Nazis raus. Man soll sich nicht irren: die ersten Nazis waren nicht die brutalen Überfallkommandos. Zu Haus: Inforadio – 18 Uhr gar nix. Im Netz: nur Attila Hildmann, Star-Vegankoch mit „wüsten Coronaposts“ und live vor dem Reichstag. Klingt selbst gelesen echt betroffen. Tut nicht so: aus dem Bundestag sind wir es gewöhnt!
Später im Radio: Extremisten nutzen es aus. Google-Verweis auf Twitter (David Donschen, anderes finde ich nicht) zum “der Rufer”: Hendrik Sodenkamp #Demokratischer Widerstand. Mitherausgeber der Lenz-Zeitung, der friedliche Widerstand vom Rosa-Luxemburg-Platz. Die Latte der Kommentare einhellig: aggressive Demonstranten, Nazis. „Sieht man an den Visagen“ usw.

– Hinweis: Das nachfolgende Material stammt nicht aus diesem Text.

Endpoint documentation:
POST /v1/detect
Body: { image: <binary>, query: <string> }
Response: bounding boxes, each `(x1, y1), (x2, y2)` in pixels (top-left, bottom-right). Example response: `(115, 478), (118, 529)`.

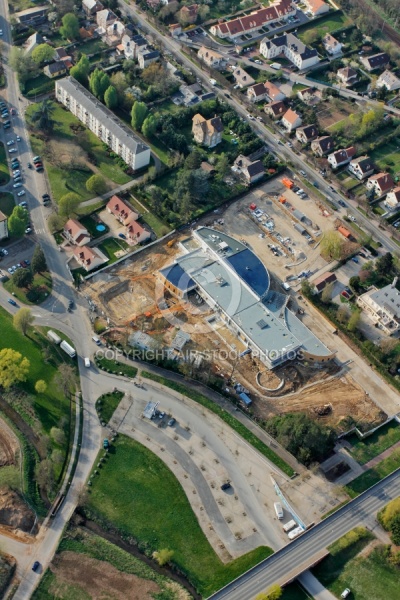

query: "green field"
(0, 192), (15, 217)
(142, 371), (294, 477)
(346, 421), (400, 465)
(26, 102), (131, 201)
(96, 356), (137, 379)
(4, 273), (53, 304)
(32, 529), (191, 600)
(313, 528), (399, 600)
(344, 449), (400, 498)
(86, 436), (272, 596)
(96, 390), (124, 424)
(0, 142), (10, 185)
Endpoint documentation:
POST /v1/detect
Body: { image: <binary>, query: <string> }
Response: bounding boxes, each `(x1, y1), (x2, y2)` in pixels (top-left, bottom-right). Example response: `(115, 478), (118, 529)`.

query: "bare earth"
(49, 552), (160, 600)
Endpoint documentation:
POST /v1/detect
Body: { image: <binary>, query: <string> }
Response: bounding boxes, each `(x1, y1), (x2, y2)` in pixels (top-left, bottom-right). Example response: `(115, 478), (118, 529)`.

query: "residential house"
(260, 33), (319, 69)
(13, 4), (50, 27)
(296, 125), (318, 144)
(304, 0), (330, 17)
(73, 246), (108, 272)
(357, 277), (400, 335)
(106, 194), (139, 226)
(322, 33), (342, 57)
(336, 67), (358, 87)
(328, 146), (356, 169)
(367, 173), (394, 198)
(55, 77), (150, 171)
(264, 100), (286, 119)
(192, 113), (224, 148)
(232, 67), (255, 88)
(180, 4), (199, 23)
(360, 52), (390, 71)
(43, 60), (68, 79)
(247, 83), (267, 102)
(0, 210), (8, 240)
(264, 81), (286, 102)
(125, 221), (151, 246)
(96, 8), (118, 33)
(138, 46), (160, 69)
(24, 31), (44, 54)
(197, 46), (224, 69)
(385, 187), (400, 208)
(311, 271), (337, 293)
(311, 135), (334, 157)
(82, 0), (104, 17)
(210, 0), (296, 40)
(63, 219), (90, 246)
(348, 156), (375, 181)
(282, 108), (303, 131)
(232, 154), (265, 184)
(376, 70), (400, 92)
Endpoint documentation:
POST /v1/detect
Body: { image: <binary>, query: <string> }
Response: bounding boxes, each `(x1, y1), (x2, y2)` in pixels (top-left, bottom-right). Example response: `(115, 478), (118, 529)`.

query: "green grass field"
(87, 436), (272, 596)
(346, 422), (400, 465)
(26, 102), (131, 201)
(4, 273), (53, 305)
(344, 450), (400, 498)
(32, 529), (191, 600)
(0, 142), (10, 185)
(142, 371), (294, 477)
(0, 192), (15, 217)
(313, 528), (399, 600)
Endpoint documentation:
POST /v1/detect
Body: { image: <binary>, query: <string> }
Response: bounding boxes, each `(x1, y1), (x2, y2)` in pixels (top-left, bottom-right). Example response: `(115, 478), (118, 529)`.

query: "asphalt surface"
(209, 469), (400, 600)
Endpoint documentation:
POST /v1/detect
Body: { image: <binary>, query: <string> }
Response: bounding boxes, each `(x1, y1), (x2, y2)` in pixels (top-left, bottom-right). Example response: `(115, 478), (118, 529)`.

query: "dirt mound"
(49, 552), (160, 600)
(0, 487), (35, 533)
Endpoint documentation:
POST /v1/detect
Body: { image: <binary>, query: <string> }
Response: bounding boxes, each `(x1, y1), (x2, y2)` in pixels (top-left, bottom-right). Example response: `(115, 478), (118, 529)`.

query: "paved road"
(210, 469), (400, 600)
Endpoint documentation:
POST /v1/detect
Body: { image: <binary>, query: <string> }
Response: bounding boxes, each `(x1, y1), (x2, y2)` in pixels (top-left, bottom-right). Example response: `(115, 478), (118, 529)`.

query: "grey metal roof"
(56, 76), (149, 154)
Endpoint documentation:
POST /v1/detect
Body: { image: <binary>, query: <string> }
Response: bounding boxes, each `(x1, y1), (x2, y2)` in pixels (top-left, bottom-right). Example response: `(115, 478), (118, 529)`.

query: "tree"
(0, 348), (31, 390)
(31, 245), (48, 273)
(131, 101), (148, 131)
(104, 85), (118, 108)
(142, 115), (157, 139)
(60, 13), (79, 40)
(8, 206), (29, 237)
(13, 308), (34, 335)
(255, 584), (283, 600)
(153, 548), (174, 567)
(321, 283), (333, 304)
(320, 231), (343, 260)
(86, 175), (107, 196)
(35, 379), (47, 394)
(69, 54), (90, 86)
(347, 309), (361, 332)
(58, 192), (81, 219)
(50, 427), (65, 446)
(32, 44), (54, 65)
(31, 98), (55, 131)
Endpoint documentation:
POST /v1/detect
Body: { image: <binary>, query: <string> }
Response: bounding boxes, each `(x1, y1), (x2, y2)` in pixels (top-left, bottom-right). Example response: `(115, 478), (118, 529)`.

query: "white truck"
(47, 329), (61, 344)
(274, 502), (283, 519)
(60, 340), (76, 358)
(283, 519), (297, 533)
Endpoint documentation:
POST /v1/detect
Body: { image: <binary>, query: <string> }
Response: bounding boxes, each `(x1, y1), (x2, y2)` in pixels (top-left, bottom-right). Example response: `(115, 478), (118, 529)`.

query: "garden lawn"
(346, 422), (400, 465)
(86, 436), (272, 597)
(4, 273), (53, 304)
(313, 532), (399, 600)
(0, 142), (10, 185)
(344, 449), (400, 498)
(98, 238), (128, 265)
(0, 192), (15, 217)
(142, 371), (294, 477)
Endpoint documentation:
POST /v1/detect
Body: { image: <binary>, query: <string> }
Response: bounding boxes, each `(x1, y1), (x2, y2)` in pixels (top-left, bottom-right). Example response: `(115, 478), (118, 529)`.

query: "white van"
(274, 502), (283, 519)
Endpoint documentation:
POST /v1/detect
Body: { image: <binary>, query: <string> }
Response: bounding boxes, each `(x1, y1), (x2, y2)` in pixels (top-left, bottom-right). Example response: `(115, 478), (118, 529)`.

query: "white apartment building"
(56, 77), (150, 171)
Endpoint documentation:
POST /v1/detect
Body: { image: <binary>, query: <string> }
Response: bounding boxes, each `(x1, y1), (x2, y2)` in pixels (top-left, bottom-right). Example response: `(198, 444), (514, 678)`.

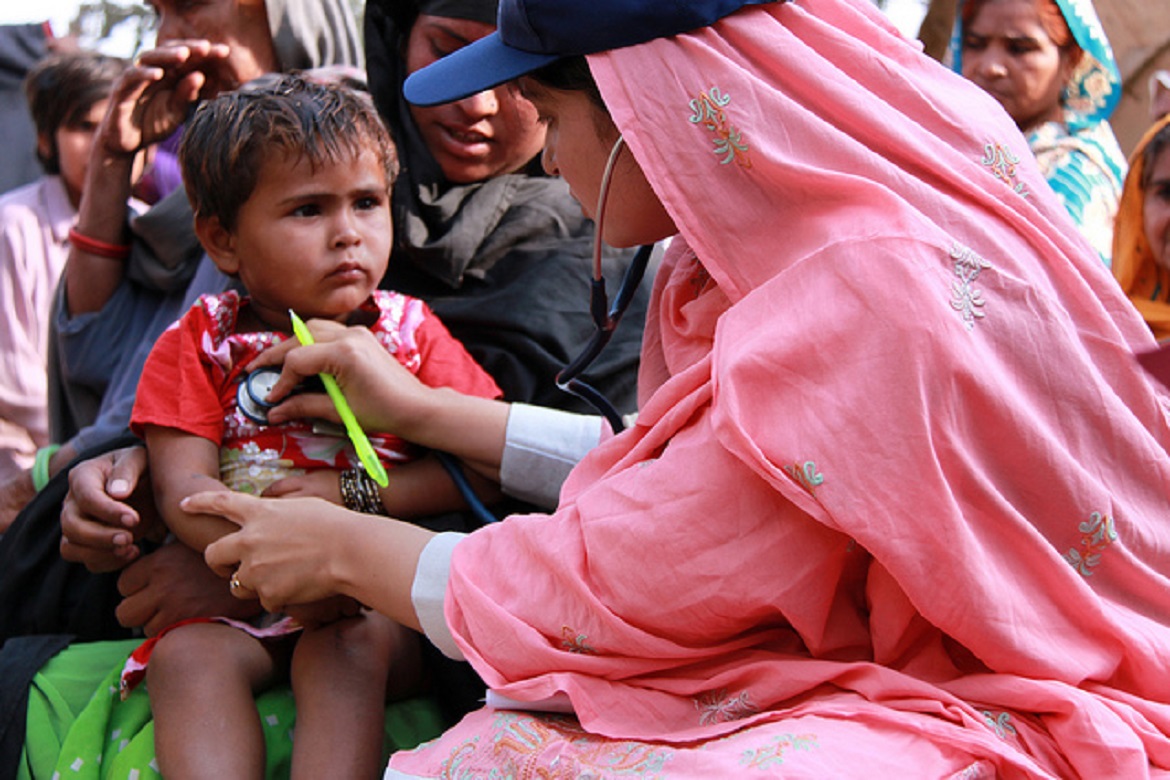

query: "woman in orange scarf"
(1113, 117), (1170, 341)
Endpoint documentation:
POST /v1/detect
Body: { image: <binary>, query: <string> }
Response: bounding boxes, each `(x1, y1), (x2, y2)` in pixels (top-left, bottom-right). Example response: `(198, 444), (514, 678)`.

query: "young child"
(0, 50), (126, 498)
(128, 76), (500, 778)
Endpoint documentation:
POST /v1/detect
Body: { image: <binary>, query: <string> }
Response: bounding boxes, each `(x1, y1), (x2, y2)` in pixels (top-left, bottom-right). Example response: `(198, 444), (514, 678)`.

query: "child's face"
(47, 101), (109, 208)
(521, 78), (677, 247)
(210, 150), (393, 329)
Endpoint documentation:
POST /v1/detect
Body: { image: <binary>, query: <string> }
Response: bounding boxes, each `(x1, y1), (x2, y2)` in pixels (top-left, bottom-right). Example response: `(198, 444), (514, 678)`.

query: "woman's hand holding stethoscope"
(248, 319), (433, 441)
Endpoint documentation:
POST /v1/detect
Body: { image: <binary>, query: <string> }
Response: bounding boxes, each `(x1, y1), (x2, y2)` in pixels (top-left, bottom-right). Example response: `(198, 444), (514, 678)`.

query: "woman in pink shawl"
(188, 0), (1170, 778)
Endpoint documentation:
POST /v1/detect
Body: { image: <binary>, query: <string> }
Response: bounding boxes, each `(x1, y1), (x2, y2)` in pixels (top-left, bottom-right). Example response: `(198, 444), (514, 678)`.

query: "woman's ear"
(195, 216), (240, 276)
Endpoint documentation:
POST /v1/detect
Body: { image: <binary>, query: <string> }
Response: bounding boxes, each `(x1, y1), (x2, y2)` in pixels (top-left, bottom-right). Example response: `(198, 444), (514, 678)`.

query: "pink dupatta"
(423, 0), (1170, 776)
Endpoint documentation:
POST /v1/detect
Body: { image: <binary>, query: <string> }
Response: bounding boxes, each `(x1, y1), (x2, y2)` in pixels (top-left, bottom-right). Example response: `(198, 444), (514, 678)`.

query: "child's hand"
(284, 595), (362, 628)
(263, 469), (345, 506)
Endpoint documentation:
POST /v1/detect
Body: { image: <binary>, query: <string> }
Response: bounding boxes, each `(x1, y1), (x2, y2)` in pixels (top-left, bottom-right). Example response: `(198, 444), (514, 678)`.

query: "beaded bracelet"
(33, 444), (61, 492)
(340, 469), (386, 515)
(69, 228), (130, 260)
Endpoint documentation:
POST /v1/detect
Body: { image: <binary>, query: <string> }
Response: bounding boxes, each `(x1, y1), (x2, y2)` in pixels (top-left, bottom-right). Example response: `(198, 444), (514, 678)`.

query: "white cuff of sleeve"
(411, 531), (464, 661)
(500, 403), (604, 509)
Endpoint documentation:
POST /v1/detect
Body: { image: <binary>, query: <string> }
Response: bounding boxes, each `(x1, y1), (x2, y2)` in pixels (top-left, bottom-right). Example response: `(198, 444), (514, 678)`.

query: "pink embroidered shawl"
(435, 0), (1170, 776)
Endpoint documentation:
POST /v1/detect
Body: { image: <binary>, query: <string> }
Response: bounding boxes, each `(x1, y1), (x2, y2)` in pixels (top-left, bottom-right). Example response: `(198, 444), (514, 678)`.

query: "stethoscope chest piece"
(235, 366), (281, 426)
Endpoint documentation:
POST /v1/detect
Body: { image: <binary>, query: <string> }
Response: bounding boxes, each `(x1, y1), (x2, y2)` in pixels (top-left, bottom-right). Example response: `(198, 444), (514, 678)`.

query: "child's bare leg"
(293, 612), (421, 780)
(146, 623), (284, 780)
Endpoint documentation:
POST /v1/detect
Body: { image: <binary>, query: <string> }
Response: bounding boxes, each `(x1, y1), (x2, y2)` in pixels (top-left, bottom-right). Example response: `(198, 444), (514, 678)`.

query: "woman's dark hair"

Die Guten. Die Kulturmenschen, die können auch anders vom Sofa aus, mit dem Gläschen Wein – geht schon, geht schon mit 2 Zeilen Twittern.
Die, die auf den Balkonen schlecht bezahlte „Alltagshelden“ beklatschen, während (nicht ihre) Eltern in unterversorgten Altersheimen sterben.***
Die, die Videos und Ballett drehen auf ihrem Wohnungsparkett und sich mit Service von Starköchen beliefern lassen oder wenigstens vom Soli-Bauernhof.
Die, die in ihren Zweitwiesenwaldunterkünften die neue Widerstandskunst und -Kultur kreieren. Regulär und solidarisch.
Sag mir wo du stehst. Es kann sich alles wiederholen. Einfach nur etwas anders. Wir schützen Leben. Global. Mit Angela Merkel, mit Gregor Gysi, mit Minister*innen für Kultur und welchen für Gesundheit und mit allem. Mit dem Rüstungsgeschäft sowieso.
Gab es diesen Wahn, dieses Trauma einer solchen Art von Globalisierung nicht schon ähnlich einmal?
Alle Kranken und möglicher Weise Krankheitserregende weg. Und dann ENDLICH: gesundes Volk grenzenlos.
Die Presse kann das: für mich Bewegtes zur Erinnerung, für andere zur Ergänzung.
Bei mir fehlt Ton. Das normal Laute hab ich nicht empfunden: Alex eben. Oder geschnitten? Hat lange genug gedauert, bis es zu finden war.
Ja: irritierend die Gelassenheit der Polizei. Immer ganz plötzlich: brutal durch die Menge.
Zur Durchsetzung von Maßnahmen. Befehl ist Befehl.
GEHORSAM SEIN.
*** sicher haben wenige Lust, den kaum in seiner Tragweite erfassbaren Entwurf eines “Zweiten Gesetzes zum Schutz der Bevölkerung bei einer epidemischen Lage von nationaler Tragweite” zu lesen. Immerhin verständlich: alles für Personal und Altersheime einmalig für die Zeit der Krise. Keine Verbesserungen auf Dauer.